コード例 #1
0
class BaseMatrixFactorizationRecommender(BaseRecommender):
    """
    This class refers to a BaseRecommender KNN which uses matrix factorization,
    it provides functions to compute item's score as well as a function to save the W_matrix

    The prediction for cold users will always be -inf for ALL items
    """
    def __init__(self, URM_train):
        super(BaseMatrixFactorizationRecommender, self).__init__(URM_train)

        self._cold_user_mask = np.ediff1d(self.URM_train.indptr) == 0
        self._cold_user_KNN_model_available = False
        self._warm_user_KNN_mask = np.zeros(len(self._cold_user_mask),
                                            dtype=np.bool)

        if self._cold_user_mask.any():
            print("{}: Detected {} ({:.2f} %) cold users.".format(
                self.RECOMMENDER_NAME, self._cold_user_mask.sum(),
                self._cold_user_mask.sum() / len(self._cold_user_mask) * 100))

    def _get_cold_user_mask(self):
        return self._cold_user_mask

    def set_URM_train(self,
                      URM_train_new,
                      estimate_model_for_cold_users=False,
                      topK=100,
                      **kwargs):
        """

        :param URM_train_new:
        :param estimate_item_similarity_for_cold_users: Set to TRUE if you want to estimate the item-item similarity for cold users to be used as in a KNN algorithm
        :param topK: 100
        :param kwargs:
        :return:
        """

        assert self.URM_train.shape == URM_train_new.shape, "{}: set_URM_train old and new URM train have different shapes".format(
            self.RECOMMENDER_NAME)

        if len(kwargs) > 0:
            print(
                "{}: set_URM_train keyword arguments not supported for this recommender class.

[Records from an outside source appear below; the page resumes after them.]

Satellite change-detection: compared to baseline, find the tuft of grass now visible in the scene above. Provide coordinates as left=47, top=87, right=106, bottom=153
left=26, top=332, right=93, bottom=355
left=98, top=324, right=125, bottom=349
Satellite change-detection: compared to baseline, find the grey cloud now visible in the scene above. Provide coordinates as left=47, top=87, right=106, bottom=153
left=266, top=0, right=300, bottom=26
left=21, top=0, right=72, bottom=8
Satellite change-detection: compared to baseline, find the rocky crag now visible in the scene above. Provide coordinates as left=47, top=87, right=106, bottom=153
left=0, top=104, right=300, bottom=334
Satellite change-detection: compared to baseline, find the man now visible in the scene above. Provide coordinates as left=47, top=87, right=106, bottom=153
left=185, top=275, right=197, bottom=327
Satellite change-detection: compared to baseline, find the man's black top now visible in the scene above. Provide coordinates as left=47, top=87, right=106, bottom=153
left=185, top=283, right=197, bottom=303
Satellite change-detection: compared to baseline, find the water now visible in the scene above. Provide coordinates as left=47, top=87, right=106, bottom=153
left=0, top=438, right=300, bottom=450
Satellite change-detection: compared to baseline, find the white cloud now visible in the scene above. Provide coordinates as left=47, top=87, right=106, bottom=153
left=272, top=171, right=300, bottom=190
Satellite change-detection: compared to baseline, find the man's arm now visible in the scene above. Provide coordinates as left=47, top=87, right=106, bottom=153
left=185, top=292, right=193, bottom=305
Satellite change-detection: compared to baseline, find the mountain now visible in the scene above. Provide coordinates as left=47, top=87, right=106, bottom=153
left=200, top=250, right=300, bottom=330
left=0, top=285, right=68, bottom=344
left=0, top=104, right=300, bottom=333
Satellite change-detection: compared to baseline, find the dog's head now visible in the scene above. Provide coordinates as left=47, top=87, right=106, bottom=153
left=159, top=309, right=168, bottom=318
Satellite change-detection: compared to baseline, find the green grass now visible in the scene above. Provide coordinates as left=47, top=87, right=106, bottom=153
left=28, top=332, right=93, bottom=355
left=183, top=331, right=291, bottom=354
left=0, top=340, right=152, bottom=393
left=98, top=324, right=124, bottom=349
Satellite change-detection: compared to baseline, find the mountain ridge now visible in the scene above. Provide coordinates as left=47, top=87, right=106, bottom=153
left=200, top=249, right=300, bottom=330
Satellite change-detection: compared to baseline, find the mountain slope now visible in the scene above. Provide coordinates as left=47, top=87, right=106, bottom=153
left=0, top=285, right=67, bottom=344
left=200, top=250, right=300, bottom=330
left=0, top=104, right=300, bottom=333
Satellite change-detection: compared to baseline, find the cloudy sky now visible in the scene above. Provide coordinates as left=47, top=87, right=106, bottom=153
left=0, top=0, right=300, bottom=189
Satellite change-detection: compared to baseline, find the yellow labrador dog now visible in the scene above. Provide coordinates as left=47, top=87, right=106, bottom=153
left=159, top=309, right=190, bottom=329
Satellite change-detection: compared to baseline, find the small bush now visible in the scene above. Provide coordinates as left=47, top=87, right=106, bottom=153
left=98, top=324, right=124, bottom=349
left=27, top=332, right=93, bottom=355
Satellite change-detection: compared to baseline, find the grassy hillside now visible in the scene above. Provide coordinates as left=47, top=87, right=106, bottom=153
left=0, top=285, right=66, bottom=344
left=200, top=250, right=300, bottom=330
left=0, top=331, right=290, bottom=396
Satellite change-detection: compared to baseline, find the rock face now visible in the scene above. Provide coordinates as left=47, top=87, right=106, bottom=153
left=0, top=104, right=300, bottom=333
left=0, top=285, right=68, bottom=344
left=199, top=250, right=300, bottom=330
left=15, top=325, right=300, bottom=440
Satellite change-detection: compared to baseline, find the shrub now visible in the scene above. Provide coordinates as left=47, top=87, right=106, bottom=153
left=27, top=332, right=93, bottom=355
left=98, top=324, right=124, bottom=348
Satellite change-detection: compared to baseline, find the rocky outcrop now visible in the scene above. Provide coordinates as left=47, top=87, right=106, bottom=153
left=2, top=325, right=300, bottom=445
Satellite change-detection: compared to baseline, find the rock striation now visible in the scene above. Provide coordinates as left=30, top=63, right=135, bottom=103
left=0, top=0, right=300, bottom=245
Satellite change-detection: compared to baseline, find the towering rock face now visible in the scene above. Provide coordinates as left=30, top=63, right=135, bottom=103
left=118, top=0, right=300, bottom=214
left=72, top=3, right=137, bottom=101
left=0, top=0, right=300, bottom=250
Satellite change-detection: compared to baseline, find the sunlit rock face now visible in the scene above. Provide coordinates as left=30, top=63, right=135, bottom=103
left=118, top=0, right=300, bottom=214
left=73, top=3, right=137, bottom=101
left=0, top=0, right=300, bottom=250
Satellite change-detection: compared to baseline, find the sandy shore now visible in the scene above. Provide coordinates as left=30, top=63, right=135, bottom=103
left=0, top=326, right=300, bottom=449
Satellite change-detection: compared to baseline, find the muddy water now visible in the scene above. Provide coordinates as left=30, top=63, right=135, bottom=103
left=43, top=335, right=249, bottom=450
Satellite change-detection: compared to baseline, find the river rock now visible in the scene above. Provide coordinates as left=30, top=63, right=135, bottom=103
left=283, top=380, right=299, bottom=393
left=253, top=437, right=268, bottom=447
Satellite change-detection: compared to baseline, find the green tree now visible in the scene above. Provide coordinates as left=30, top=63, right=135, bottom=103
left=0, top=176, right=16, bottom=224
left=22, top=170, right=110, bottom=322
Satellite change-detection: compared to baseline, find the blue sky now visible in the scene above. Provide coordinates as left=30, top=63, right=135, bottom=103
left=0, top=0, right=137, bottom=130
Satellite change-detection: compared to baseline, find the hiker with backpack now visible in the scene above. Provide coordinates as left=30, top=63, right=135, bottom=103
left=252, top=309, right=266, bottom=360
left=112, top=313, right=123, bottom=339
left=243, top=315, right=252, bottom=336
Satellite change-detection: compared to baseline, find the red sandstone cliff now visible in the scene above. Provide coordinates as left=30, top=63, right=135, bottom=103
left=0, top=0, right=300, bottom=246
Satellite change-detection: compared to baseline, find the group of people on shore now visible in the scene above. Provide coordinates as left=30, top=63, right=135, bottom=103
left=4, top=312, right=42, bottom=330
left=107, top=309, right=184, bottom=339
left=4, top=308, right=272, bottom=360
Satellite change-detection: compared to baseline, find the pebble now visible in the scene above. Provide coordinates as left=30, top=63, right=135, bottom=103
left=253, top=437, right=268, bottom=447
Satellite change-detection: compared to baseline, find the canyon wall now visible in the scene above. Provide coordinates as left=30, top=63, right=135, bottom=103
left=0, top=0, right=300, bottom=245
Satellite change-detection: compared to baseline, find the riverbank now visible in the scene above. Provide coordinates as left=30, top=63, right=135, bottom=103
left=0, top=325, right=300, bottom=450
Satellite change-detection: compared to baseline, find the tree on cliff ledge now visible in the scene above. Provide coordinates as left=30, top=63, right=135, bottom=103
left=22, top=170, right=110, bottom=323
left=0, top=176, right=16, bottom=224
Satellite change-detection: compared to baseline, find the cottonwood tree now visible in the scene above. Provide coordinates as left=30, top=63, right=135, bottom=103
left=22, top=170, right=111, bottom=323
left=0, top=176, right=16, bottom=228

Received: {}"
                .format(self.RECOMMENDER_NAME, kwargs))

        self.URM_train = check_matrix(URM_train_new.copy(),
                                      'csr',
                                      dtype=np.float32)
        self.URM_train.eliminate_zeros()

        if estimate_model_for_cold_users == "itemKNN":

            print("{}: Estimating ItemKNN model from ITEM latent factors...".
                  format(self.RECOMMENDER_NAME))

            W_sparse = compute_W_sparse_from_item_latent_factors(
                self.ITEM_factors, topK=topK)

            self._ItemKNNRecommender = ItemKNNCustomSimilarityRecommender(
                self.URM_train)
            self._ItemKNNRecommender.fit(W_sparse, topK=topK)

            self._cold_user_KNN_model_available = True
            self._warm_user_KNN_mask = np.ediff1d(self.URM_train.indptr) > 0

            print(
                "{}: Estimating ItemKNN model from ITEM latent factors... done!"
                .format(self.RECOMMENDER_NAME))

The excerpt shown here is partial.